Statue of Henrietta Lacks Dedicated in Downtown Roanoke

Laurence Hammack, Roanoke Times, October 4, 2023

On the plaza next to Roanoke’s city hall and courthouse, where a granite spire once commemorated Confederate Gen. Robert E. Lee, the statue of a Black woman now stands.

A bronze likeness of Henrietta Lacks, who was born in Roanoke and died in a Baltimore hospital 31 years later in a way that some say made her the mother of modern medicine, was unveiled at a ceremony Wednesday.


In 1951, Lacks went to the hospital at Johns Hopkins University for treatment of cervical cancer. Tissue taken from her tumor — without her knowledge or consent — became the first human cells to regenerate every 24 hours. The so-called “HeLa cells” became a cornerstone of modern medicine, enabling groundbreaking research and innovations.


Although the collection and use of human cells in research was acceptable at the time, such a practice would not happen today without the patient’s consent.

Poor and Black, Lacks family sought compensation for the use of her genetic material. “But they kept getting the door slammed in their face at every turn,” Ben Crump, a prominent civil rights attorney who took the case, told the crowd.


In the 1960s, an obelisk honoring Robert E. Lee was erected at the same site. It was toppled in the summer of 2020, during protests of the police killing of George Floyd in Minneapolis.

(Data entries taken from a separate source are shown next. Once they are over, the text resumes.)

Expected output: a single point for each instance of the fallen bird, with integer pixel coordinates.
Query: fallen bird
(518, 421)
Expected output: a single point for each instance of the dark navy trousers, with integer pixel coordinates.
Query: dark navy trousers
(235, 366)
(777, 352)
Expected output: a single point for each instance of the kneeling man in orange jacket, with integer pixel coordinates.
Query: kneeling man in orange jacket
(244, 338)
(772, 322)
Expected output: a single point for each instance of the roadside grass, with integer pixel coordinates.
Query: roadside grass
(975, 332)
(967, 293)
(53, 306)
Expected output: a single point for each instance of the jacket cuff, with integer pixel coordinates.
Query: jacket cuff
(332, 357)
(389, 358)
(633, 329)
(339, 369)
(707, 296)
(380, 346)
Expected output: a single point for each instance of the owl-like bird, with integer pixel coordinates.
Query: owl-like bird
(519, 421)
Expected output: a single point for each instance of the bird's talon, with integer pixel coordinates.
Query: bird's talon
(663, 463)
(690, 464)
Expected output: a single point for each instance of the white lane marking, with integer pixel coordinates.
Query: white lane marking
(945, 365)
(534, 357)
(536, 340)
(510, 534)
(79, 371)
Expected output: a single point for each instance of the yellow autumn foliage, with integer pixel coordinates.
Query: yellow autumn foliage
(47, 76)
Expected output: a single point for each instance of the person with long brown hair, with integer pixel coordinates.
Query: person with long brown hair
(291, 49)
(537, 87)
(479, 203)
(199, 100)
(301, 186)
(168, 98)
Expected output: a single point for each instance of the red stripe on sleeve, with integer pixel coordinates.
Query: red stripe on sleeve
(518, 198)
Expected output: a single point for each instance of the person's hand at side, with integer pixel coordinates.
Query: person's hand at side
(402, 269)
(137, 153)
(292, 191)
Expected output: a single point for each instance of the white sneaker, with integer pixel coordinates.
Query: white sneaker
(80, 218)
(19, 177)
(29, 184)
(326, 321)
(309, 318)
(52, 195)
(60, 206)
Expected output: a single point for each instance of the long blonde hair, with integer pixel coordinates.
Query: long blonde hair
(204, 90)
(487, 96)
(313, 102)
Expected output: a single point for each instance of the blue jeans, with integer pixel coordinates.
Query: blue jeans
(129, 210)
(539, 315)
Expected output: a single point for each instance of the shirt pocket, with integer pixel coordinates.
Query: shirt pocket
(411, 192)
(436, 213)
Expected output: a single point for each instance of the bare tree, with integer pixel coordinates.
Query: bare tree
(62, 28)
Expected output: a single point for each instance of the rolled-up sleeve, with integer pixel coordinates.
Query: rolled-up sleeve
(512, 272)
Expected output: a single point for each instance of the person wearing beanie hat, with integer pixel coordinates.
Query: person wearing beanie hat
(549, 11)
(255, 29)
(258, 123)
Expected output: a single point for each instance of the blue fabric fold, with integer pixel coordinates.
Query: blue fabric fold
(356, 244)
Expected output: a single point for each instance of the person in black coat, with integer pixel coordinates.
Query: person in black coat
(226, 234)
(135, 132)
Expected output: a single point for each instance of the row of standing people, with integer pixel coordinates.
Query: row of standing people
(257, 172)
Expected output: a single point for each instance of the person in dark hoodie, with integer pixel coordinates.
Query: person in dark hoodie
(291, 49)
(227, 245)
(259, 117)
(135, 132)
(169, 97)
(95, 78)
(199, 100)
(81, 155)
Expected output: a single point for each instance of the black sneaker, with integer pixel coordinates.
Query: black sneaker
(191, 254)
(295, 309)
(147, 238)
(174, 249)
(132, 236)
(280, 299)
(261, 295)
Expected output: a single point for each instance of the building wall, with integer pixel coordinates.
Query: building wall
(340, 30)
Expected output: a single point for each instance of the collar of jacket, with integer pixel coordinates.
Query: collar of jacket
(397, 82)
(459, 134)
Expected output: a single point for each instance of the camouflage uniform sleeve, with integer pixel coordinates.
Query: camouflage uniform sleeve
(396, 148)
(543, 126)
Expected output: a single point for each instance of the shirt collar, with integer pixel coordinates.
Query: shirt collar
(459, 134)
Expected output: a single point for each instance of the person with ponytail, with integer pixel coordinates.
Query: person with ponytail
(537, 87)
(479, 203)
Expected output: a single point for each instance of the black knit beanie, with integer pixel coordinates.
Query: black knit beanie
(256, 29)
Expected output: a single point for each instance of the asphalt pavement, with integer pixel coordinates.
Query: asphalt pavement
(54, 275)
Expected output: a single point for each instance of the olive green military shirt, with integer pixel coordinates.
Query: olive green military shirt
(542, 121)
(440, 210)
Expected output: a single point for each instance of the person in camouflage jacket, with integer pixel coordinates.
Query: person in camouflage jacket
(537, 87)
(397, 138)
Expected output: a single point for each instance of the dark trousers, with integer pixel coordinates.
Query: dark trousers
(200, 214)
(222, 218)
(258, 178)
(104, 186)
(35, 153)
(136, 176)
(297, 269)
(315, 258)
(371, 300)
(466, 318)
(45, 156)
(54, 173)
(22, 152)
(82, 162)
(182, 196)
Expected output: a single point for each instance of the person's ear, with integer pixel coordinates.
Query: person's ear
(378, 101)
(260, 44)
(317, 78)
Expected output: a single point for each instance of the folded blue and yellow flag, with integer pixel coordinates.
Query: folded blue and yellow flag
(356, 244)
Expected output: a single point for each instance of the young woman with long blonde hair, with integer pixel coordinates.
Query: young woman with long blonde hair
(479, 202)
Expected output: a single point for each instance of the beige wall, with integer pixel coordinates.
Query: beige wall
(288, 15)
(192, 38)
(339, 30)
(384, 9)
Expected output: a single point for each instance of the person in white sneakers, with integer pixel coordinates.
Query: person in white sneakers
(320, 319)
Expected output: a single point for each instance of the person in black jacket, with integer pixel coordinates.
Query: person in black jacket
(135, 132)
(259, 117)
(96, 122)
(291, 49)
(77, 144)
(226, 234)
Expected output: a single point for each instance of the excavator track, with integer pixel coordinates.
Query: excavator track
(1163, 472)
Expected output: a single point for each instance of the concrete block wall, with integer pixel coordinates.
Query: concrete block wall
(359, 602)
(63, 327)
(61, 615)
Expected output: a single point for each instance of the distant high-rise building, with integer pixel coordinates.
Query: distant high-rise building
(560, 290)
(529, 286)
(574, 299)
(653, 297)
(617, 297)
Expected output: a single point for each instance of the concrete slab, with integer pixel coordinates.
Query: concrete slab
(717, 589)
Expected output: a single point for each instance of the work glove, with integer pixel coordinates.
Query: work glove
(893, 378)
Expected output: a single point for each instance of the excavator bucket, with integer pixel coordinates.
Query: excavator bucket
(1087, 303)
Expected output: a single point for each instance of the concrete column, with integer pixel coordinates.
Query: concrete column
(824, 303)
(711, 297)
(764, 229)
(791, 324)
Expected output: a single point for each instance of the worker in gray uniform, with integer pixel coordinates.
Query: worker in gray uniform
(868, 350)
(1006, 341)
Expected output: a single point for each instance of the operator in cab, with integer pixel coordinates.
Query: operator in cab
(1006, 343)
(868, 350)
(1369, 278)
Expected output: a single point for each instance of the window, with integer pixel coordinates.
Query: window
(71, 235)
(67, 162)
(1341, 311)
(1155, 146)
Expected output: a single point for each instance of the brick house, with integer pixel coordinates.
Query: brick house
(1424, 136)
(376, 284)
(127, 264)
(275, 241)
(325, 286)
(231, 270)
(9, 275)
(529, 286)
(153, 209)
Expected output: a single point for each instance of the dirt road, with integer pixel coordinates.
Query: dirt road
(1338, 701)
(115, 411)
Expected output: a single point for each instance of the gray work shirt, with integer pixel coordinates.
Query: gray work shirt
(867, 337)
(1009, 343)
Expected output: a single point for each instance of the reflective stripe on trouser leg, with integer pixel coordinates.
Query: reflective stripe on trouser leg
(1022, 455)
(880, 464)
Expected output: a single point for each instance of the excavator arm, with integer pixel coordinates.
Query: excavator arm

A 72-year-old man admitted yanking down the monument with a chain hooked to a rented truck. He said he did it because he did not want to see Roanoke involved in chaotic clashes that unfolded elsewhere in the nation.

On Wednesday, the woman who now stands in Lee’s place was described by Crump as “probably one of the most significant human beings that has ever lived.”